Una nuova tragedia familiare sconvolge il Sannio. Questa mattina, nella frazione Frasso di Paupisi, i Carabinieri hanno rinvenuto il corpo senza vita di Elisabetta Polcino, 49 anni, uccisa a colpi di pietra all’interno dell’abitazione che condivideva con il marito.
Il principale indiziato è proprio il coniuge, Salvatore Ocone, che al momento risulta irreperibile. L’uomo potrebbe essersi allontanato portando con sé i figli – due minori e un maggiorenne – anch’essi al momento non rintracciabili. Le ricerche sono in corso senza sosta, con posti di blocco e pattugliamenti estesi a tutta la provincia di Benevento e alle zone limitrofe.
Sul luogo del delitto sono intervenuti i militari dell’Arma per i rilievi, mentre la Procura ha aperto un fascicolo per omicidio volontario aggravato. L’abitazione è stata posta sotto sequestro e sono in corso accertamenti per ricostruire con precisione la dinamica dell’aggressione.
Secondo quanto trapela, il delitto sarebbe maturato in un contesto di tensioni familiari. Tuttavia, al momento, gli inquirenti mantengono il massimo riserbo sulle circostanze che hanno preceduto l’omicidio.

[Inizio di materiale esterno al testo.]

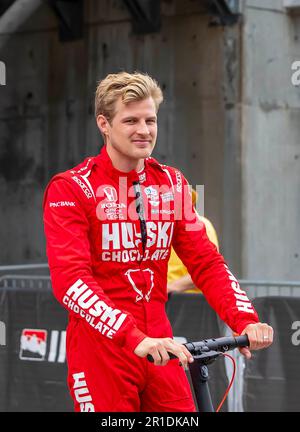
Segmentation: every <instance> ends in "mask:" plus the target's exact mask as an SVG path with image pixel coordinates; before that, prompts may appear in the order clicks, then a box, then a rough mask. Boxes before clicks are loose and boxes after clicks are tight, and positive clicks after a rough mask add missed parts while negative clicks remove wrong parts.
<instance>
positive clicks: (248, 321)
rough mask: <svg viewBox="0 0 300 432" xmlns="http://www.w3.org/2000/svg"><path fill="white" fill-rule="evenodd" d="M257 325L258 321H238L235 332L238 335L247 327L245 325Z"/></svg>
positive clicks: (246, 325) (248, 320)
mask: <svg viewBox="0 0 300 432" xmlns="http://www.w3.org/2000/svg"><path fill="white" fill-rule="evenodd" d="M257 323H258V321H255V320H245V321H240V322H239V323H238V325H237V327H236V331H237V333H238V334H239V335H240V334H241V333H242V332H243V330H244V329H245V328H246V327H247V325H249V324H257Z"/></svg>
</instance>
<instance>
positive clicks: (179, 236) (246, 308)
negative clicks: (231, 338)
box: [173, 172, 259, 334]
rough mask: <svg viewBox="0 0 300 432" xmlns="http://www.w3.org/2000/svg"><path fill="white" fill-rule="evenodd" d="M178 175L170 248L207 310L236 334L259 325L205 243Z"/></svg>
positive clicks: (223, 265)
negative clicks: (177, 257) (186, 271)
mask: <svg viewBox="0 0 300 432" xmlns="http://www.w3.org/2000/svg"><path fill="white" fill-rule="evenodd" d="M180 175H181V177H182V191H181V193H180V194H177V196H178V197H179V199H178V200H176V201H177V203H178V205H179V206H180V203H181V210H180V209H178V207H177V221H176V226H175V231H174V239H173V247H174V249H175V251H176V253H177V255H178V256H179V257H180V259H181V260H182V261H183V263H184V265H185V266H186V267H187V269H188V271H189V273H190V275H191V277H192V280H193V282H194V284H195V285H196V286H197V287H198V288H199V289H201V290H202V292H203V294H204V296H205V297H206V299H207V301H208V303H209V304H210V305H211V307H212V308H213V309H214V310H215V311H216V312H217V314H218V315H219V316H220V318H221V319H222V320H223V321H224V322H225V323H226V324H228V325H229V327H230V328H231V329H232V330H233V331H235V332H237V333H239V334H240V333H242V331H243V330H244V328H245V327H246V326H247V325H248V324H251V323H256V322H258V321H259V318H258V315H257V313H256V311H255V310H254V308H253V306H252V304H251V302H250V300H249V299H248V297H247V295H246V292H245V291H243V290H242V289H241V288H240V285H239V283H238V281H237V280H236V278H235V277H234V276H233V274H232V273H231V272H230V270H229V269H228V266H227V264H226V262H225V260H224V258H223V256H222V255H221V254H220V253H219V252H218V251H217V249H216V247H215V245H214V244H213V243H212V242H211V241H210V240H209V239H208V237H207V234H206V229H205V225H204V223H203V222H201V221H200V220H199V218H198V216H197V214H196V212H195V209H194V207H193V206H192V202H191V196H190V193H189V192H188V191H189V186H188V183H187V181H186V179H185V178H184V177H183V176H182V174H180ZM177 177H178V172H177Z"/></svg>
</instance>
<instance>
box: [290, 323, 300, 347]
mask: <svg viewBox="0 0 300 432" xmlns="http://www.w3.org/2000/svg"><path fill="white" fill-rule="evenodd" d="M291 329H292V330H295V332H294V333H293V334H292V337H291V341H292V344H293V345H294V346H298V345H300V321H294V322H293V323H292V327H291Z"/></svg>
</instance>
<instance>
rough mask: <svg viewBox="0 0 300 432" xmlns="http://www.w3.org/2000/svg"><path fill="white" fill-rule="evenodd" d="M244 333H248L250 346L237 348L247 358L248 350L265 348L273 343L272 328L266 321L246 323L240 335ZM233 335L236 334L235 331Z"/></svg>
mask: <svg viewBox="0 0 300 432" xmlns="http://www.w3.org/2000/svg"><path fill="white" fill-rule="evenodd" d="M246 333H247V335H248V339H249V342H250V346H249V348H246V347H244V348H239V351H240V353H241V354H243V355H244V356H245V357H246V359H247V360H248V359H250V358H251V352H250V350H259V349H262V348H267V347H268V346H270V345H271V344H272V343H273V334H274V332H273V328H272V327H271V326H269V325H268V324H266V323H256V324H248V325H247V327H245V328H244V330H243V332H242V333H241V335H243V334H246ZM234 336H237V333H234Z"/></svg>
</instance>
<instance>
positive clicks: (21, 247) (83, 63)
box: [0, 0, 240, 269]
mask: <svg viewBox="0 0 300 432" xmlns="http://www.w3.org/2000/svg"><path fill="white" fill-rule="evenodd" d="M162 11H163V25H162V30H161V32H160V33H156V34H151V35H146V36H136V35H134V34H133V33H132V30H131V22H130V16H129V13H128V11H127V9H126V8H125V6H124V5H123V3H122V2H121V1H120V0H118V1H113V0H102V1H101V2H99V1H98V0H88V1H86V2H85V36H84V39H83V40H81V41H76V42H71V43H64V44H63V43H61V42H60V41H59V39H58V29H57V27H58V26H57V20H56V18H55V16H54V15H53V13H52V12H51V11H50V10H49V9H48V7H47V6H46V5H44V6H42V7H41V8H40V9H39V10H38V11H37V12H36V13H35V14H34V15H33V16H32V17H31V18H30V19H29V20H28V21H27V23H26V24H25V25H24V26H23V27H22V28H21V29H20V31H19V32H18V33H16V34H14V35H13V36H12V37H11V38H10V40H9V41H8V43H7V44H6V45H5V48H4V49H3V50H2V51H1V52H0V59H1V60H3V61H5V63H6V65H7V85H6V87H1V88H0V92H1V97H0V196H1V210H0V221H1V245H4V247H1V248H0V263H2V264H13V263H21V262H40V261H44V260H45V244H44V237H43V226H42V213H41V201H42V194H43V189H44V187H45V185H46V183H47V182H48V180H49V179H50V177H51V176H52V175H53V174H54V173H56V172H58V171H61V170H65V169H67V168H69V167H71V166H73V165H74V164H76V163H78V162H79V161H80V160H81V159H83V158H84V157H86V156H87V155H91V154H96V153H97V152H98V151H99V148H100V145H101V138H100V135H99V132H98V131H97V129H96V125H95V121H94V114H93V103H94V101H93V99H94V91H95V86H96V82H97V81H98V80H99V79H100V78H102V77H104V76H105V75H106V74H107V73H109V72H115V71H119V70H122V69H125V70H128V71H134V70H141V71H147V72H148V73H149V74H152V75H153V76H154V77H156V78H157V80H158V81H159V82H160V84H161V85H162V87H163V89H164V94H165V102H164V104H163V105H162V108H161V111H160V116H159V127H160V129H159V139H158V143H157V148H156V150H155V153H154V156H156V157H157V158H158V159H160V160H161V161H162V162H164V163H168V164H171V165H176V166H178V167H180V168H181V169H182V171H183V172H184V174H185V175H186V177H187V178H188V180H189V181H190V182H192V183H193V184H196V183H198V184H205V214H206V215H207V216H208V217H209V218H210V219H211V220H212V222H213V223H214V224H215V227H216V229H217V232H218V234H219V237H220V241H221V245H222V246H223V245H224V246H225V249H226V250H227V252H228V257H229V261H230V263H231V264H233V266H234V267H233V268H234V269H235V267H237V263H238V260H239V257H240V253H239V251H238V248H239V246H240V242H239V237H240V236H239V235H237V233H238V232H239V228H237V227H238V224H239V221H238V220H239V215H240V211H239V210H238V206H239V202H240V199H239V198H240V197H239V195H238V194H239V190H238V188H239V184H240V182H239V181H238V182H236V180H232V177H231V175H230V174H231V169H233V170H235V169H236V167H237V166H239V158H238V156H237V158H236V159H235V161H233V162H232V160H231V159H230V156H229V155H230V153H231V152H232V151H235V149H237V151H238V148H239V140H235V135H236V134H237V135H238V133H236V130H238V129H236V127H237V119H238V118H239V116H238V112H239V106H238V97H239V96H238V91H237V92H236V89H235V86H236V79H237V76H238V75H237V72H236V65H237V57H236V56H237V54H238V52H239V50H238V49H237V46H238V45H237V44H236V43H235V42H234V40H236V39H237V34H238V32H239V29H238V28H237V29H236V30H232V31H231V34H229V36H228V37H229V39H227V33H226V31H224V30H223V29H222V28H217V27H209V26H208V24H209V17H208V16H207V14H206V13H205V12H204V10H203V9H202V7H201V2H199V1H187V0H186V1H179V0H176V1H164V2H162ZM0 37H1V36H0ZM228 41H229V42H228ZM230 41H231V42H232V41H233V43H231V42H230ZM228 44H229V45H228ZM225 52H230V53H231V59H230V61H228V62H227V64H225V60H224V54H225ZM231 66H233V67H231ZM226 76H229V78H230V82H231V87H230V86H229V88H228V89H227V90H228V91H227V90H226V84H225V85H224V77H226ZM226 98H227V100H226ZM227 102H228V104H227ZM226 104H227V105H226ZM226 111H228V119H229V120H228V121H227V120H226V119H227V117H226V115H225V114H226ZM226 143H228V145H227V144H226ZM224 158H225V159H226V158H227V159H228V160H229V163H230V165H229V167H230V169H229V170H228V169H227V170H226V169H224ZM237 174H238V170H237ZM235 178H236V177H235ZM224 180H225V182H229V183H228V184H227V186H226V187H225V186H224ZM230 182H231V183H230ZM224 212H225V213H228V214H227V216H226V217H224ZM224 227H226V232H225V231H224ZM226 239H227V240H226ZM234 239H235V240H234ZM234 241H235V245H236V246H232V244H233V242H234ZM226 250H223V252H224V253H225V256H226Z"/></svg>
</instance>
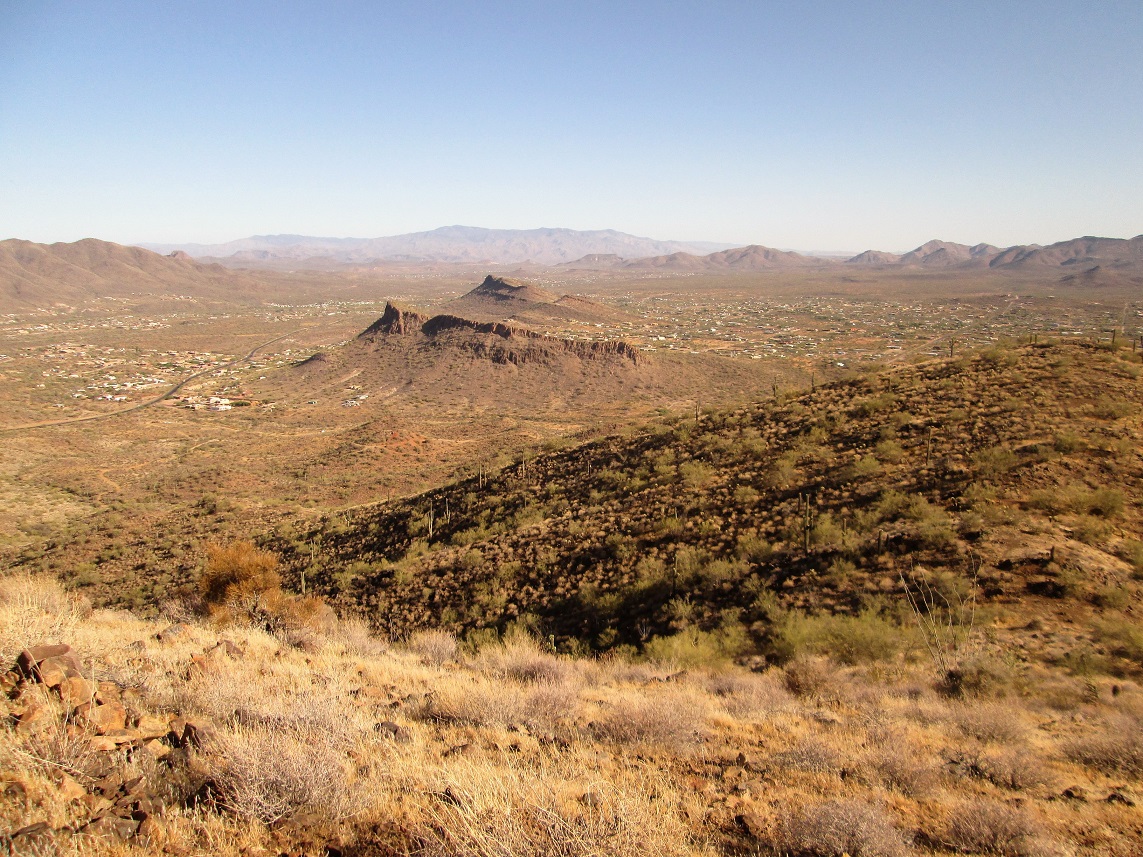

Il caso riporta drammaticamente al centro dell’attenzione il tema dei femminicidi, una piaga che continua a segnare l’Italia. Dall’inizio del 2025, secondo i dati del Viminale, sono già decine le donne uccise per mano di partner, ex compagni o familiari, spesso all’interno delle mura domestiche. Solo nel 2024 si erano registrati 120 femminicidi, quasi uno ogni tre giorni, confermando l’urgenza di interventi strutturali contro la violenza di genere.
La comunità di Paupisi, un piccolo comune del Beneventano, è sotto choc per la tragedia che ha spezzato la vita di una madre e gettato nell’incertezza il destino dei figli. Nelle prossime ore si attendono sviluppi dalle ricerche dell’uomo e dalla ricostruzione completa della vicenda da parte degli inquirenti.